Wracający do reprezentacji Polski Robert Lewandowski przed meczami z Holandią i Finlandią powiedział, że temat opaski kapitana został wyjaśniony i nie ma nic więcej do dodania.
Robert Lewandowski nie brał udziału w czerwcowym zgrupowaniu kadry. Ówczesny selekcjoner Michał Probierz odebrał mu opaskę kapitana, a w odpowiedzi napastnik Barcelony zapowiedział, że więcej w reprezentacji pod wodzą tego trenera nie zagra.
10 czerwca biało-czerwoni przegrali z Finlandią w Helsinkach 1:2, a dwa dni później Probierz złożył dymisję.
Podczas poniedziałkowej (1 września) konferencji prasowej w Katowicach, Robert Lewandowski nie chciał wracać do sprawy opaski:
– Ten temat został już wyjaśniony, ja też nie mam tutaj nic więcej do dodania – powiedział. – Cieszę się, że jestem na zgrupowaniu. Oczywiście zdajemy sobie sprawię, w jakiej jesteśmy sytuacji i co się wydarzyło, szczególnie na boisku, bo to jest najważniejsze. Trzeba niektóre rzeczy zamknąć, skupić się na przyszłości i na tym, co przed nami. Ciągle myślimy tylko o awansie do mistrzostw świata.
W poniedziałek w Katowicach rozpoczęło się zgrupowanie kadry. W eliminacjach mistrzostw świata z Holendrami Polacy zmierzą się w czwartek w Rotterdamie, a z Finami trzy dni później; na Stadionie Śląskim w Chorzowie.
Robert Lewandowski wrócił niedawno po kontuzji, ale na razie wchodzi z ławki w końcówkach meczów Barcelony. Czy jest gotowy na dwa pełne występy we wrześniowych meczach eliminacji MŚ 2026?

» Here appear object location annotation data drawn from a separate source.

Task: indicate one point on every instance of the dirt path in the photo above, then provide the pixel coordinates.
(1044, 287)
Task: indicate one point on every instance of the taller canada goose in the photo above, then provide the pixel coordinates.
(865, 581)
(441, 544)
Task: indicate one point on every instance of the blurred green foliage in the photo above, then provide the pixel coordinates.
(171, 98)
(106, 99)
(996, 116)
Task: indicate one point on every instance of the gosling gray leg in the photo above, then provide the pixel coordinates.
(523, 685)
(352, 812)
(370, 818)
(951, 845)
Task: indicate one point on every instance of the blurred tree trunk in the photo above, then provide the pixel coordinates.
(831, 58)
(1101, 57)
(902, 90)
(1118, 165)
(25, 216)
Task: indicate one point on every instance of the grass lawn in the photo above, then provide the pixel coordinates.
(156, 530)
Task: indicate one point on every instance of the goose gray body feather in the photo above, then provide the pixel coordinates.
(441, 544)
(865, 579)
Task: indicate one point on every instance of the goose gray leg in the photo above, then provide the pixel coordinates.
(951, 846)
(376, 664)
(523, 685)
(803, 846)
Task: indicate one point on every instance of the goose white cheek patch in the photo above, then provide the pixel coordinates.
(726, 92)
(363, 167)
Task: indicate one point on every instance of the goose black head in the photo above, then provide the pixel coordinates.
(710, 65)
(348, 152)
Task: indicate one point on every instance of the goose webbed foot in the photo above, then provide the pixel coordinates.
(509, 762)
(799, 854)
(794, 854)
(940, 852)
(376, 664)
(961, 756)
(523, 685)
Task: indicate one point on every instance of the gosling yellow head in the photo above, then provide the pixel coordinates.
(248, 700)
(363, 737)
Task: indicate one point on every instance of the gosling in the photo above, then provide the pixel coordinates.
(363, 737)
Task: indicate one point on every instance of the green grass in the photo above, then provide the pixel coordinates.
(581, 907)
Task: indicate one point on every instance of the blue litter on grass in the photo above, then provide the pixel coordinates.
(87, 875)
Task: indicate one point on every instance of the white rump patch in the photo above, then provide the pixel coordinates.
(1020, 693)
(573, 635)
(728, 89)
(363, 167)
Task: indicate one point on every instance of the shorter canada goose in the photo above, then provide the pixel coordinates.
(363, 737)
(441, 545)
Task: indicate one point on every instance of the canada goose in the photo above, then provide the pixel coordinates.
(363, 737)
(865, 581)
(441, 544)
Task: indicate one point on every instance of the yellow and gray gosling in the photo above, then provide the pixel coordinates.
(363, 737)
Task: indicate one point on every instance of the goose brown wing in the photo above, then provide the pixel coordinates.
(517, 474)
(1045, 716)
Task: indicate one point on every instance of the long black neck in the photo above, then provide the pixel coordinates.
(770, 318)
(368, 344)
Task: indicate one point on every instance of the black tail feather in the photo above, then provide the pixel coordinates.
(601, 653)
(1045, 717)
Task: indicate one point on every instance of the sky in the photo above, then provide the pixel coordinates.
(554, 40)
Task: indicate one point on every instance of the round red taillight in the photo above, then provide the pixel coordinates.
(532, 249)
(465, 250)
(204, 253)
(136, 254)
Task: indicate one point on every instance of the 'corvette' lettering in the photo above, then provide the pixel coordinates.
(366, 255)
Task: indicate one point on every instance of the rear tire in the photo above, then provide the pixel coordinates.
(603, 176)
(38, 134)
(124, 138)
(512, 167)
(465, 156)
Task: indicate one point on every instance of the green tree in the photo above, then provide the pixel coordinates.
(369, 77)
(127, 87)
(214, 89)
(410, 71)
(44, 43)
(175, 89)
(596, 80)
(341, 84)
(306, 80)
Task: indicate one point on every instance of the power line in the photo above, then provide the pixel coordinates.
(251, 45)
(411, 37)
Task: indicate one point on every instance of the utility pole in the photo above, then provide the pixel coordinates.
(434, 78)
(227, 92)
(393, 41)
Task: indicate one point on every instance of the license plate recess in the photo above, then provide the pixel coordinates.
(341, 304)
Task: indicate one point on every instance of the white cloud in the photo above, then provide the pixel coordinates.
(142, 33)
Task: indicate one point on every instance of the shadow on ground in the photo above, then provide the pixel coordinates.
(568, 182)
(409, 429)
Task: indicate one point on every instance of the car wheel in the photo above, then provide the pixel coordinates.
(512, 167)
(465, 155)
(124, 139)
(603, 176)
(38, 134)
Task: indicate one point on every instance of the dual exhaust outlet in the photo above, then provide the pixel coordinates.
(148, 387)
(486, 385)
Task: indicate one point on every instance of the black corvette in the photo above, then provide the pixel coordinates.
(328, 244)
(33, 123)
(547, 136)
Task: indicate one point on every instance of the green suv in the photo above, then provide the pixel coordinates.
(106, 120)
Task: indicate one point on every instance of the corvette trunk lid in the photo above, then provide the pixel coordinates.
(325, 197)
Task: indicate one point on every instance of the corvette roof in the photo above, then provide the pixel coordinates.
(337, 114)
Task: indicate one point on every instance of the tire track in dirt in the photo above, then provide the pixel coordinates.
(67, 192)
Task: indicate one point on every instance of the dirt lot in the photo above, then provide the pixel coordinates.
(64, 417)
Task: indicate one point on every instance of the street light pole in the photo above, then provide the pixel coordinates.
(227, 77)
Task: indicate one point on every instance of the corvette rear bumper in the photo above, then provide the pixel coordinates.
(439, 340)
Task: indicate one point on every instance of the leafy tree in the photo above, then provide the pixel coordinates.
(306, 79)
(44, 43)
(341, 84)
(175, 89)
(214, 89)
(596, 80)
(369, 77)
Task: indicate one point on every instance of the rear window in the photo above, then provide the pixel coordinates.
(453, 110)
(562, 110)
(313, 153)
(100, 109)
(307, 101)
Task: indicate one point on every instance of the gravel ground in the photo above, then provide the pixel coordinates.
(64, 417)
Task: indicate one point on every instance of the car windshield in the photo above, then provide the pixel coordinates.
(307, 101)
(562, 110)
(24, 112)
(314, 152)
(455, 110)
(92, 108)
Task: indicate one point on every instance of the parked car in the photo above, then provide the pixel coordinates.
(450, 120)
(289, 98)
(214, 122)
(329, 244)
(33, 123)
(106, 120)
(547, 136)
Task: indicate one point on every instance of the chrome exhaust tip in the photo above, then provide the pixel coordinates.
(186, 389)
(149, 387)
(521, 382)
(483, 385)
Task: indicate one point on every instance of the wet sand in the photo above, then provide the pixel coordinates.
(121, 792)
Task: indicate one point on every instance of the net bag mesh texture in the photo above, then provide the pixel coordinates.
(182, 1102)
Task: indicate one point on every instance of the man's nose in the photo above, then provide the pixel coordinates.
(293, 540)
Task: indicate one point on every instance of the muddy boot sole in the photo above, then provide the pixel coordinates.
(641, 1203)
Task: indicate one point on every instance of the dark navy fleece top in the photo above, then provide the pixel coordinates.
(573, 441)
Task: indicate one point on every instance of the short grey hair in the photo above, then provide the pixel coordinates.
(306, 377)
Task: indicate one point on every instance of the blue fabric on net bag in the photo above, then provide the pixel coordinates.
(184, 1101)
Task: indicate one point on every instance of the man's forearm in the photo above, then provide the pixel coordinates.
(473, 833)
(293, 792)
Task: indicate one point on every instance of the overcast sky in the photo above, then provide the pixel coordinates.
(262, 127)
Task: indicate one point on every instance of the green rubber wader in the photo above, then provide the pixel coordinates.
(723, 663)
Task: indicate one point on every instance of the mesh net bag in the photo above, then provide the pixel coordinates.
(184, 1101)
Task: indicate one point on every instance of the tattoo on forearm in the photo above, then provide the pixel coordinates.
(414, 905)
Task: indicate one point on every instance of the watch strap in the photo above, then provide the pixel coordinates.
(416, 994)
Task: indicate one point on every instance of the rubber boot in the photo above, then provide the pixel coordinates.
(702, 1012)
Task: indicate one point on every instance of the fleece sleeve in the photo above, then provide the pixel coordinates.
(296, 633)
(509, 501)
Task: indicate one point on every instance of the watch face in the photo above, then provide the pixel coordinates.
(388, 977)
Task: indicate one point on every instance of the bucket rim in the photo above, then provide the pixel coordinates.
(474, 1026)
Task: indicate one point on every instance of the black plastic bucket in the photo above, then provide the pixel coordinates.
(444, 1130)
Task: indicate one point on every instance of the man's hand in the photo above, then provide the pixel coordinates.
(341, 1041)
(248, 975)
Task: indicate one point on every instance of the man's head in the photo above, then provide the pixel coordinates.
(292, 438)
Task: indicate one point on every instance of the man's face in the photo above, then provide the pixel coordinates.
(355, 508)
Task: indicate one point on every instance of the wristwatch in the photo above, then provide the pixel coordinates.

– Szczerze mówiąc, nie wiem. Nie potrafię teraz odpowiedzieć. Dopiero na boisku będę w stanie poczuć, czy jestem gotowy. Wiadomo, że po tej przerwie nie rozegrałem żadnego pełnego spotkania. To też może mieć wpływ na to, czy te siły będą na dwa mecze po 90 minut, czy może na mniej. W trakcie meczu trzeba słuchać swojego organizmu i tego, jak reagują mięśnie.